In Matthew 4 and in other places in the New Testament we can find that Christ brought the gospel message–the good news. Let’s start in Matthew chapter 4, verse 23. As Christ began His ministry we are told: “And Jesus went about all Galilee, teaching in their synagogues, preaching the gospel of the kingdom, and healing all kinds of sickness and all kinds of disease among the people.”

Christ indeed brought the gospel. If you notice here, the gospel is connected to the kingdom of God. You hear that much less often than the gospel is the good news. The fact that it’s linked to the kingdom of God is a very important bit of information. They are connected. What is this kingdom of God? Where is it? What is it composed of?

It is hard to put your finger on the kingdom of God, and I think that’s why a lot of people just don’t talk about it. It’s one thing to say Christ brought good news, salvation, and that our sins could be wiped away. The kingdom of God is sort of a nebulous thing. It is surrounded in mystery, and the Scriptures tell us that.

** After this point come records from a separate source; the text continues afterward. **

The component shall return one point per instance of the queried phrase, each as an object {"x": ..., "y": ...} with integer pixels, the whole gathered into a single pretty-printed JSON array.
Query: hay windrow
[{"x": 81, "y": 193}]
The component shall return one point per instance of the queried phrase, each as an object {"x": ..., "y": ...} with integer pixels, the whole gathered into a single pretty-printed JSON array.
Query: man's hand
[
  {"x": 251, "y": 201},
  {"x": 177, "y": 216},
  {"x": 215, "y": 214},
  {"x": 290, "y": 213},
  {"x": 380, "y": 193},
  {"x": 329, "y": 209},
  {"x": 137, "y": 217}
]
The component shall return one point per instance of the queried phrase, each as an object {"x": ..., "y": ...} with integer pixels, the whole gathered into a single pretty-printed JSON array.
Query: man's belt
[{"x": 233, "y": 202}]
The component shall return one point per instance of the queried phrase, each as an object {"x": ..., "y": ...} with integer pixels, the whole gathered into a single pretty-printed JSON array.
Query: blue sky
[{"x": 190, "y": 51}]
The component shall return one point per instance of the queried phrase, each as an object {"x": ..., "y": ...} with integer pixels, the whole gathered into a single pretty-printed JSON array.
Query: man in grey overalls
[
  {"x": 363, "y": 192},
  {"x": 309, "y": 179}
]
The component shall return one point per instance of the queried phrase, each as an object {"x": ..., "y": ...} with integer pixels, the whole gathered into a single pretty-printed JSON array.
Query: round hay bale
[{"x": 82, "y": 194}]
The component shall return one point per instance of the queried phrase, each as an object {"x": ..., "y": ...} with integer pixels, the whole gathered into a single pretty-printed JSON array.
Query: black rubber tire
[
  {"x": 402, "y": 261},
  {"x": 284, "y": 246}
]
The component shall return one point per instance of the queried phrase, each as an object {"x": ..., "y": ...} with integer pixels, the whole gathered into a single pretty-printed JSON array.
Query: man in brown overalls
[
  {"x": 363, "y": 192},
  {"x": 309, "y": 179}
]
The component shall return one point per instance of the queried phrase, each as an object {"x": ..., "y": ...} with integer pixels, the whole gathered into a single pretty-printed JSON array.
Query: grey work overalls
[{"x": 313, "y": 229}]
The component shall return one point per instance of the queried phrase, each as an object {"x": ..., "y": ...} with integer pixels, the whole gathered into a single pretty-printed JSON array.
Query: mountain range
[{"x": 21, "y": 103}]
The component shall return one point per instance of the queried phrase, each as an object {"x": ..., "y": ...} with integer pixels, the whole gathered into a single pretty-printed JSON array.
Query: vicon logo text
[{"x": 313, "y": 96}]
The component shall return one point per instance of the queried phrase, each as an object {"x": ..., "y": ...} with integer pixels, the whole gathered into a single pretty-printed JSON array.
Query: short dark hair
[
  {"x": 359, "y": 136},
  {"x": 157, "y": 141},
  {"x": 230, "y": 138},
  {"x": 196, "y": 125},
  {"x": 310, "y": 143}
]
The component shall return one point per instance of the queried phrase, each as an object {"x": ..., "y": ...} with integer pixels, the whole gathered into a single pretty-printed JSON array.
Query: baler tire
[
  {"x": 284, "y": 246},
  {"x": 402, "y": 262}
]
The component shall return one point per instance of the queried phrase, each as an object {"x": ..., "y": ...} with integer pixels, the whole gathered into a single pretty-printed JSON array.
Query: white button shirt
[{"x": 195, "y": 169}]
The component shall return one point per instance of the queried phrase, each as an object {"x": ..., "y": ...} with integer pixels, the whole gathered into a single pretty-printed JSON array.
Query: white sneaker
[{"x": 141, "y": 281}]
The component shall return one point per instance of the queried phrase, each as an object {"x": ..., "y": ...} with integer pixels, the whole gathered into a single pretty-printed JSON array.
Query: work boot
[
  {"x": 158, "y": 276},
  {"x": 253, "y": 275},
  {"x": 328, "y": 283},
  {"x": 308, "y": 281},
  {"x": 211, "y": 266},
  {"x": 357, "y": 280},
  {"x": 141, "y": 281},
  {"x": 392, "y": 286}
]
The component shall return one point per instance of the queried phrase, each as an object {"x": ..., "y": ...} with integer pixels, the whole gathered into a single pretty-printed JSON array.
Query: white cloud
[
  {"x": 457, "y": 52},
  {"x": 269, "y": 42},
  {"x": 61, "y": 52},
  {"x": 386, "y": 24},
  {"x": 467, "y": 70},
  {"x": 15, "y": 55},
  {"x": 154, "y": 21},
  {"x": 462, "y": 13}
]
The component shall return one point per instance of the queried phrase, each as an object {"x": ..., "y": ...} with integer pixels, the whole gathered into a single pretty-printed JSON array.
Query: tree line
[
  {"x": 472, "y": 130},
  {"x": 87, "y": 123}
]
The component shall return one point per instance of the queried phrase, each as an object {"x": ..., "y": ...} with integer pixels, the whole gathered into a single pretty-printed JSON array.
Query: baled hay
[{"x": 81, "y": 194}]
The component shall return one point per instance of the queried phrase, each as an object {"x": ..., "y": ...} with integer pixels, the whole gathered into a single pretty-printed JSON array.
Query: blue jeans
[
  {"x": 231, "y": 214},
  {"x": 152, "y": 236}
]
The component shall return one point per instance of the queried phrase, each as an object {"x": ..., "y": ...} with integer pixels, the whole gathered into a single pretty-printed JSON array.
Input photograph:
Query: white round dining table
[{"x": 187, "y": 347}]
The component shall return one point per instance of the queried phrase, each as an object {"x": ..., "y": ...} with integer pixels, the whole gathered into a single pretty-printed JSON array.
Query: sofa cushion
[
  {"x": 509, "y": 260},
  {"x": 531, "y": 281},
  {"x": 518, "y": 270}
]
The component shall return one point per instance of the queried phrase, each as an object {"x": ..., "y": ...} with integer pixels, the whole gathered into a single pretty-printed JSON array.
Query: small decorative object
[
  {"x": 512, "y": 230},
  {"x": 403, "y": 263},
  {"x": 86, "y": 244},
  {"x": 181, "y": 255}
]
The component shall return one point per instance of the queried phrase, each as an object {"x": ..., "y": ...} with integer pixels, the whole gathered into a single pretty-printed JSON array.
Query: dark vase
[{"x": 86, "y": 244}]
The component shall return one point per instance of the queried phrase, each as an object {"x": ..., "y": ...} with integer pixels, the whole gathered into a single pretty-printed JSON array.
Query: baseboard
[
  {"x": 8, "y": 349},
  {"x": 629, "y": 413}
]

If you go to Matthew chapter 13, beginning in verse 10 we read: “And the disciples came and said to Him, ‘Why do You speak to them in parables?’ He answered and said to them, ‘Because it has been given to you to know the mysteries of the kingdom of heaven, but to them it has not been given.’”

Christ Himself says the gospel of the kingdom is surrounded and shrouded in mystery. Go to Mark chapter 4.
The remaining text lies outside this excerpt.